Ms. Roperti's father, Tom, a onetime auto worker at Ford Motor Co.,
bought the six-acre plot in 1942 to set up a dairy farm. He switched to
turkeys in 1948 on the advice of a friend.
Ms. Todorov, 64, says Roperti's reminds her of the late-1940s and
1950s, when Livonia served as the produce aisle for the
then-fast-growing Motor City. "Livonia had a lot of little farms
sprinkled throughout the area, and people from Detroit would take a
Sunday drive out to the country and drive up and down the dirt roads out
here, buying fresh tomatoes or corn," says Ms. Todorov, whose
grandfather kept a small farm nearby. "The farm is really a nod back to
those days."
Livonia today is a town of nearly 100,000 people, with housing
subdivisions, malls and warehouses spread across its 36 square miles,
and two major Interstate highways coursing through it.

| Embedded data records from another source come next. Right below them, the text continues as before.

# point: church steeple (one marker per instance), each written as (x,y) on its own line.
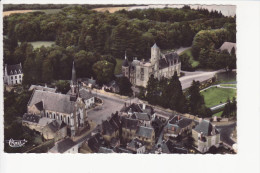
(73,76)
(73,85)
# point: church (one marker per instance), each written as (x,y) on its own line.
(70,108)
(160,65)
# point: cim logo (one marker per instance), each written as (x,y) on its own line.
(16,143)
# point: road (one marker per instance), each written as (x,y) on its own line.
(111,104)
(225,133)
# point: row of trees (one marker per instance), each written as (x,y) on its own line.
(115,33)
(168,94)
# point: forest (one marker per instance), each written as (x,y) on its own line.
(95,39)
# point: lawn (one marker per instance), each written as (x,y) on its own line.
(214,96)
(118,68)
(193,62)
(38,44)
(110,9)
(229,85)
(226,78)
(218,114)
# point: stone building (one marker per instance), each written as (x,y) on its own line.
(70,109)
(205,135)
(13,74)
(160,65)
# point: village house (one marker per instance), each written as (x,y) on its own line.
(178,125)
(129,128)
(146,135)
(110,128)
(55,131)
(13,74)
(136,146)
(205,136)
(43,88)
(160,65)
(95,142)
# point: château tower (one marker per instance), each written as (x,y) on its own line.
(73,85)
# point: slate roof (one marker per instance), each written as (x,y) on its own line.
(31,118)
(228,46)
(107,128)
(180,121)
(144,132)
(115,121)
(65,145)
(135,144)
(125,63)
(11,69)
(54,126)
(205,127)
(85,94)
(95,142)
(129,123)
(167,58)
(52,101)
(105,150)
(141,116)
(134,108)
(38,87)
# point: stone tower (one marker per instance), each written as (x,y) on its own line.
(73,85)
(155,56)
(125,67)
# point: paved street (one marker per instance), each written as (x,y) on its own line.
(186,80)
(225,133)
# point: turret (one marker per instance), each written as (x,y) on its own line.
(155,55)
(73,84)
(125,67)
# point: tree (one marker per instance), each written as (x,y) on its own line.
(125,86)
(103,71)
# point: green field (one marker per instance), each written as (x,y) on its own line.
(38,44)
(118,68)
(229,85)
(193,62)
(215,96)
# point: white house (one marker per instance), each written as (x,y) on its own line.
(13,74)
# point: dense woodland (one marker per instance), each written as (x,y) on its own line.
(95,39)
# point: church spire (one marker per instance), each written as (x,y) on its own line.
(73,76)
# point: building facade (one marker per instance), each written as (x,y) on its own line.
(70,109)
(160,65)
(13,74)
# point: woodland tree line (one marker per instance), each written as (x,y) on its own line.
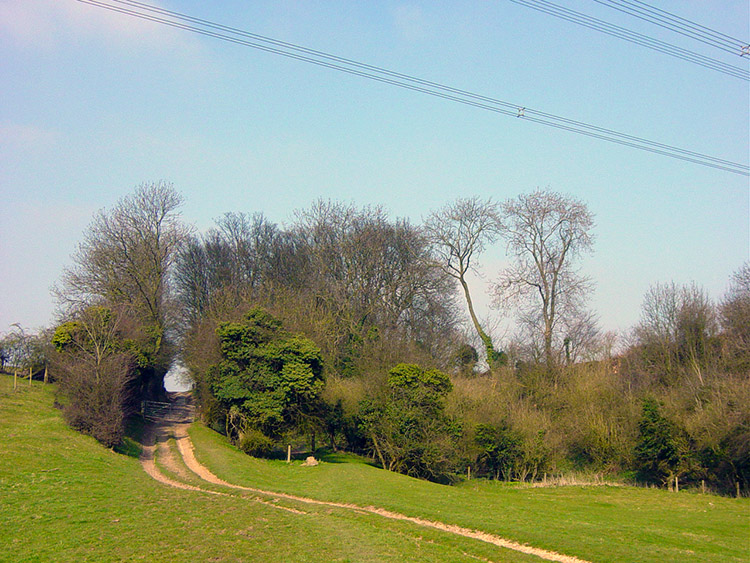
(353,331)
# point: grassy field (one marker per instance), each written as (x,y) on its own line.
(65,498)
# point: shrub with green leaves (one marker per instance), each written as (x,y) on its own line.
(408,427)
(268,380)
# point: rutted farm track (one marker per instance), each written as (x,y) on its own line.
(167,440)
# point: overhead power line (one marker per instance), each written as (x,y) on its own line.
(634,37)
(240,37)
(680,25)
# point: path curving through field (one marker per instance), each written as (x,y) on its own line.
(176,425)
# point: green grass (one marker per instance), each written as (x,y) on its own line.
(598,523)
(63,497)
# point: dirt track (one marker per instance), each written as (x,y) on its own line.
(176,424)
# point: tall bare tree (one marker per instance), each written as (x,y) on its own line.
(545,233)
(735,320)
(459,233)
(125,259)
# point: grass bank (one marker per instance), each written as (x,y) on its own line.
(597,523)
(65,498)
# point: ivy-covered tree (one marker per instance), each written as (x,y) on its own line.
(95,362)
(408,427)
(663,451)
(268,380)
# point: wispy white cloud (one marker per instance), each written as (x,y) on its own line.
(410,22)
(15,136)
(45,24)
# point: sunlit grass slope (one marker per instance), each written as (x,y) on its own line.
(602,523)
(65,498)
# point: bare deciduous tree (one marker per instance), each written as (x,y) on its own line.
(125,259)
(735,320)
(459,233)
(545,233)
(127,254)
(94,370)
(675,330)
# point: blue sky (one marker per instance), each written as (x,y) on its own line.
(94,103)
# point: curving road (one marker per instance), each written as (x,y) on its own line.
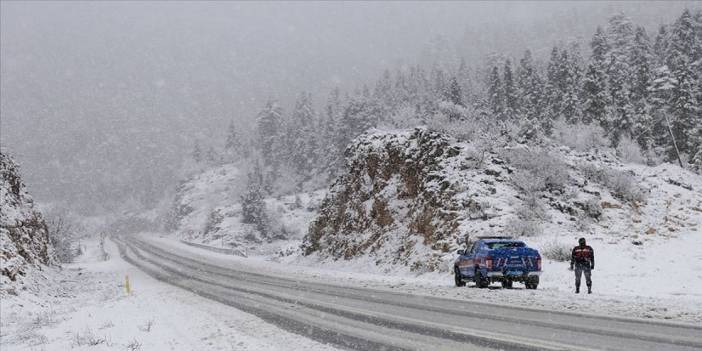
(369,319)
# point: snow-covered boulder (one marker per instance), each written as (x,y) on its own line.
(24,237)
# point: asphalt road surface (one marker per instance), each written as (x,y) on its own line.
(369,319)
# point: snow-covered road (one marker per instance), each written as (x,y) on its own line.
(85,307)
(363,318)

There have only been a few occurrences of the birds showing up
outside the fence. Ms. Roperti recalls one such instance when she was 17
years old. The local high school called her father to retrieve one of
his turkeys after a student nabbed it and set it free in the gym during a
Sadie Hawkins dance.
Ms. Todorov, who has lived in a subdivision behind the farm for 25
years, says that when the pen is crowded, the turkeys are oddly silent.
"After Thanksgiving, you can hear the remaining turkeys, and they're
happy, because they think they've made it," she says. "But you know that
they're only being saved for Christmas."
Longtime real-estate agent and developer Larry Henney built the
nearby Deerwoods complex of about a dozen upscale houses with the
subdivision ending about five yards from the turkey farm fence. Mr.
Henney, a customer of the farm, says he was up front with prospective
buyers about the gobbling neighbors and what goes on in the barn.
"Some folks it bothered, and some folks it didn't," says Mr. Henney,
who finished the subdivision in 2006. "But in most cases the wind
travels from the west to the east, so there really isn't any smell."
He says his work crews took special note of the turkeys one day
during construction when they had to take down a tree. "It was that time
of year, and the yard was loaded with turkeys," he recalls. "So when we
knocked down the tree, it shook the ground and scared the turkeys so
much that they literally passed out."
They popped back up about 20 seconds later. "It was amazing to see," he says.
Yvonne Curis lives in one of the Deerwoods houses and sees the birds
up close when she goes out to the cul-de-sac to check her mail. "It's
better having the farm there than a rowdy bunch of neighbors," she says.
"It also gives you a little taste of the country even though you are in
the city."
She refuses, though, to buy a bird from the farm. "I don't want to
look at an animal that I know is going to be killed and eaten," she
says. Instead, she says she recently bought a "19-pound Butterball" at
the grocery store.
On Monday, customers who ordered ahead will begin lining up at the barn, picking up their bagged bird and cooking instructions.
The turkeys range from 18 pounds for a hen to as much as 40 pounds for a tom, and sell for $3.29 a pound.
Roperti's rarely ships its turkeys. But each year, Ms. Roperti sends
one off to her sister in Florida. In exchange, she gets an annual
shipment of filet mignon, homemade gnocchi, crab claws and key lime pie,
all of which she serves at Thanksgiving.
"All my family works here and we really don't want to see another turkey," she says.